Korde et al. investigated the safety and efficacy of treatment with carfilzomib, lenalidomide and dexamethasone followed by a lenalidomide extension on patients with newly diagnosed MM (NDMM) and high-risk SMM^[13]. The therapy was well tolerated in both patient groups and patients with high-risk SMM showed deeper responses of at least a near complete response (nCR) rate of 100% compared to NDMM patients with 62%^[13]. Interestingly, all SMM patients reached at least a very good partial response (VGPR) and minimal residual disease (MRD) was 95% when measured by FC and 75% when measures by NGS^[13]. In conclusion, this treatment might be suitable for treating high-risk SMM patients^[13].

A phase 2 trial by Ghobrial et al. aimed to determine the effect of elotuzumab in combination with lenalidomide and dexamethasone in high-risk SMM patients^[14]. Elotuzumab is an IgG monoclonal antibody that likely stimulates NK cells and that leads to MM cells being killed through antibody-dependent cellular cytotoxicity^[15]. The results of the study showed a clinical benefit rate of 97% and an overall response rate of 71%, which may indicate what this treatment could be a suitable treatment to treat high-risk SMM patients^[14].

Mailankody et al. treated patients with carfilzomib, lenalidomide and dexamethasone followed by a lenalidomide extension^[16]. This is the same treatment regimen treatment as Korde et al.^[13], mentioned in the paragraph above. The cohort was larger, and the median follow up was longer than in the previous study^[16]. The response rate was 100%, and 63% of patients reached MRD negativity^[16]. Furthermore, the genomic landscape of high-risk SMM was compared to NDMM^[16]. High-risk SMM showed a significantly lower frequency of mutations in the NFKB pathway genes as well as in significant myeloma genes^[16]. The authors suggest that these findings could indicate that high-risk SMM shows a better treatment-response biology than NDMM^[16]. This supports the early treatment of high-risk SMM patients instead of observation until progression to MM^[16].

A new avenue in the treatment of high-risk SMM was the use of a cancer vaccine, which was studied by Nooka et al.^[17]. In this phase 1/2 clinical trial, the effect of PVX-410 multiseptated vaccine with or without lenalidomide on moderate or high-risk SMM patients was investigated^[17]. The vaccine includes four synthetic peptides from three MM-associated antigens which stimulate cytotoxic T cells that can evoke a tumor-specific immune response^[17]. An immune response was observed in 95% of all patients^[17], which was higher in magnitude in patients receiving a combination therapy. All patients that received the PVX-410 vaccine alone reached stable disease (SD)^[17]. One patient in the combination group reached partial response, four reached SD, and four reached minimal response^[17]. The authors suggest that the modest clinical response rates were due to the short duration of the study (12 months)^[17]. The results suggest that the vaccine is safe and immunogenic in SMM patients, but further studies with a longer duration are needed to assess the clinical value of this treatment option^[17].

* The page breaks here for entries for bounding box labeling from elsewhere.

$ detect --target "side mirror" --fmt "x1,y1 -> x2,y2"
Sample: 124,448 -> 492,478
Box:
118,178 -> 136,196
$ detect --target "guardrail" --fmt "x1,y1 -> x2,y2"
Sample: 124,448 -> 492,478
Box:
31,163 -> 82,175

In a phase 2 trial by Landgren et al. another monoclonal antibody was tested as a treatment for moderate to high-risk SMM^[18]. This study is the basis for an ongoing phase 3 trial of daratumumab on SMM patients. Daratumumab is an IgG monoclonal antibody that targets CD38^[18], which is highly expressed on MM cells. It is currently being used as a treatment for MM, and the authors hypothesize that it might help extend TTP in SMM patients^[18]. Patients were assigned either extended intense, extended intermediate, or short dosing schedules^[18]. One coprimary end point of CR > 15% was not met during the study^[18]. However, the authors specify that the other coprimary end point, which was met, of progressive disease (PD)/death rate and the ORR indicate that daratumumab has single- agent activity in SMM and should be investigated further^[18]. Furthermore, results showed that long term dosing of daratumumab delays progression in SMM^[18]. Interestingly, the authors support the use of evolving biomarkers for the prediction of risk in SMM and the identification of patients that could benefit from treatment^[18].

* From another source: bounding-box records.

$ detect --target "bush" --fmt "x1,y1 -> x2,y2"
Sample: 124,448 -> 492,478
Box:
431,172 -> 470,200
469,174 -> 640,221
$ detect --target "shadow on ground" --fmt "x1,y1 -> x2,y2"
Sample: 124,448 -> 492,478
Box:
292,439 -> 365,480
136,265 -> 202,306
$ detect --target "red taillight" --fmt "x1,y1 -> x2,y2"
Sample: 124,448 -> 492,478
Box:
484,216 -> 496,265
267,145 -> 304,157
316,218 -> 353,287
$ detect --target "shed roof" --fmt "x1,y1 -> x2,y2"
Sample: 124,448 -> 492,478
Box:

Lenalidomide has been investigated previously but not as a single agent drug. Lonial et al. performed a phase 3 trial of lenalidomide single agent versus observation with a large cohort of patients with either intermediate or high-risk SMM^[19]. The 1, 2, and 3-year PFS rates in the treatment group were significantly higher than in the observation group^[19]. The authors support the establishment of early treatment of high-risk SMM patients^[19]. Lonial et al. also clarify that the risk assessment should be done using the Lakshman ’s Mayo Clinic 2018 criteria that was validated by the Mateos et al. (2020)^[19]^[20]^[21].

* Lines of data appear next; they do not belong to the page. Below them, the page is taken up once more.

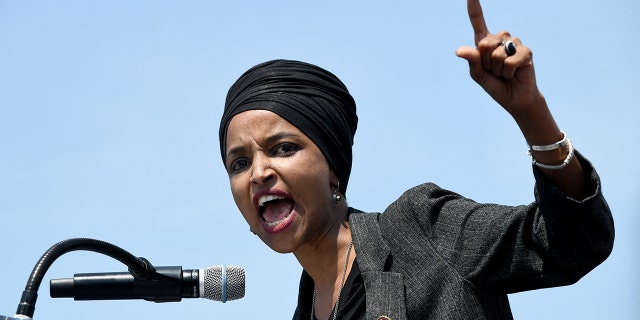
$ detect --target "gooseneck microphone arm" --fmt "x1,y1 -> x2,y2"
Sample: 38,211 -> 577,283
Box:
16,238 -> 155,319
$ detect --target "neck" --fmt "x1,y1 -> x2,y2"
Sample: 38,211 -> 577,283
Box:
294,210 -> 356,319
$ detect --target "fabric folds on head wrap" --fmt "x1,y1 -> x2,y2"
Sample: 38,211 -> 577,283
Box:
219,60 -> 358,194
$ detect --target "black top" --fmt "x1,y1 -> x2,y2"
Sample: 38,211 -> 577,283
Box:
303,260 -> 367,320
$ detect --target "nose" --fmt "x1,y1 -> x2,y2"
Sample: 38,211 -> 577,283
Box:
249,154 -> 275,184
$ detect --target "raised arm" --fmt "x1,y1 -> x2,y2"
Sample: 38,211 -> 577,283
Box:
456,0 -> 586,200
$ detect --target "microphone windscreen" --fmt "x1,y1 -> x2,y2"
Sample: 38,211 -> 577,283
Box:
199,265 -> 245,302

Table 1 summarizes the clinical trials presented in this section. Observation of SMM still remains the standard of care up to today even for high-risk patients. Fortunately, the 2014 revised IMWG criteria now categorises a portion of these high-risk patients as having active MM. But why are high-risk SMM patients not treated? The heterogeneity of SMM poses a problem because current risk-stratification models are not completely accurate in identifying these ultra-high-risk patients. Furthermore, the discordance between the Mayo Clinic model and the Spanish model is another problem that must be addressed. Treating patients who are not actually high-risk may do more harm than good, so the correct identification of high-risk patients is essential.

Table 1. Summary of selected clinical trials.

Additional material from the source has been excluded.